New regs adding to supply chain woes
A surge of new regulations across the world in response to the supply chain crisis has placed greater accountability on suppliers and purchasers, warns UK national standards body BSI.
It said that organisations will have to monitor changes to regulations if they want to best cope with ongoing global disruptions.
New legislation, from the CHIPS Act in the US to increased GDPR regulations in Europe, has seen governments intervene to boost domestic supply chains and enhance governance.
“Unprecedented price inflation, exacerbated by the Russia-Ukraine war, but also an enduring legacy of Covid-19-related shutdowns and the resulting prolonged shortage of key manufacturing components, has awakened governments to the importance of global supply chains to national interests,” BSI said.
Publishing its annual Supply Chain Risk Insights Report, BSI says organisations that manage disruption to their supply chains in 2023 will be best equipped to weather further financial challenges.

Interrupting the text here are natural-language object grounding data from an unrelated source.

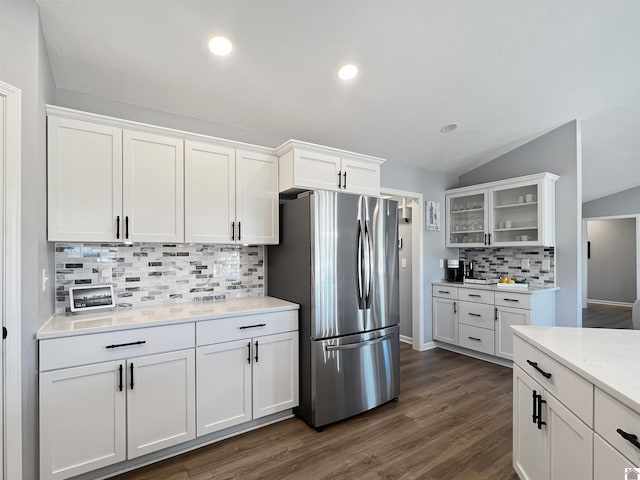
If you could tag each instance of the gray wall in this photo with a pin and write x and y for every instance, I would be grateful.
(432, 186)
(626, 202)
(612, 266)
(24, 64)
(406, 279)
(559, 152)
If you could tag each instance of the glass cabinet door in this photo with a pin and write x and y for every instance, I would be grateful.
(467, 219)
(515, 215)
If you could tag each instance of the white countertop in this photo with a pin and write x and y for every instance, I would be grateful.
(492, 287)
(610, 359)
(65, 325)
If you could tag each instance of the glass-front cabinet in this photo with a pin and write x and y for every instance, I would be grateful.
(515, 212)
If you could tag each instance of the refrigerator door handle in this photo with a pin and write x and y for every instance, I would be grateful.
(349, 346)
(359, 266)
(369, 267)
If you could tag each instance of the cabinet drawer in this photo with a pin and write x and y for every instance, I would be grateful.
(477, 314)
(476, 295)
(246, 326)
(445, 291)
(476, 338)
(611, 415)
(572, 390)
(509, 299)
(101, 347)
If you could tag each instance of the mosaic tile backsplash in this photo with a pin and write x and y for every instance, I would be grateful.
(507, 261)
(155, 274)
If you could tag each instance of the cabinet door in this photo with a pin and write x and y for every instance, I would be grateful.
(530, 444)
(82, 420)
(360, 176)
(275, 373)
(256, 197)
(506, 317)
(608, 462)
(570, 442)
(467, 219)
(209, 192)
(84, 180)
(316, 170)
(160, 401)
(445, 320)
(153, 187)
(224, 385)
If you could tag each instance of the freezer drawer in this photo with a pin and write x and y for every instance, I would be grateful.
(353, 374)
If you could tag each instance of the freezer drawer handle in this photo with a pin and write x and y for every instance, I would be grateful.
(244, 327)
(535, 365)
(350, 346)
(629, 437)
(118, 345)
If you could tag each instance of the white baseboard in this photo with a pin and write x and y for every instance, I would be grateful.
(609, 302)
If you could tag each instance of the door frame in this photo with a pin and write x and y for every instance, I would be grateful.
(11, 294)
(585, 272)
(417, 261)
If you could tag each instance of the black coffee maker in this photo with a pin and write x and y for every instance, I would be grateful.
(454, 270)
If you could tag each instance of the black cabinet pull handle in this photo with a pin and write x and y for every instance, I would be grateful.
(118, 345)
(540, 402)
(535, 365)
(244, 327)
(629, 437)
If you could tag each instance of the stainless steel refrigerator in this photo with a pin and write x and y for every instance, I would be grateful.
(338, 259)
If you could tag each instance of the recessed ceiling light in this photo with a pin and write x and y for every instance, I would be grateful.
(220, 46)
(347, 72)
(449, 128)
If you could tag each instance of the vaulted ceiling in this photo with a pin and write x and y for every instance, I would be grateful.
(505, 71)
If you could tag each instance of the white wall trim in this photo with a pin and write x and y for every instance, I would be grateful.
(417, 262)
(12, 280)
(585, 270)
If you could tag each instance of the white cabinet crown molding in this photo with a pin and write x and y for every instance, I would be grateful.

Susan Taylor Martin, chief executive of BSI, said: “2022 saw volatility in global supply chains that many would never have expected in their lifetime… Given the turbulence of the last 12 months, 2023 will be an important watershed for many organisations – with those that successfully manage their supply chain risks being more likely to thrive.”
BSI’s analysis of supply chain trends last year reveals that theft from facilities replaced stolen cargo from hijacking as the leading cause of loss. Theft from facilities now accounts for more than a quarter of all thefts. Hijacking was down from 24% to 17% but BSI said it continues to impact global supply chains, in particular food, pharmaceuticals and construction materials.
Food and beverages remain the most commonly stolen commodity overall, followed by fuel and electronics, according to the BSI.
In addition to prioritising regulatory changes, BSI said organisations need strong leadership and buy-in from the top to manage supply chain risks.
It also found that 73% of firms are significantly concerned about the risks posed by supply chain digitisation. BSI said there is urgent need to address digital risks.
It went on to urge organisations to invest in tools and technology, such as data analysis and IoT, to understand their supply chain and grasp the unique challenges facing each sector.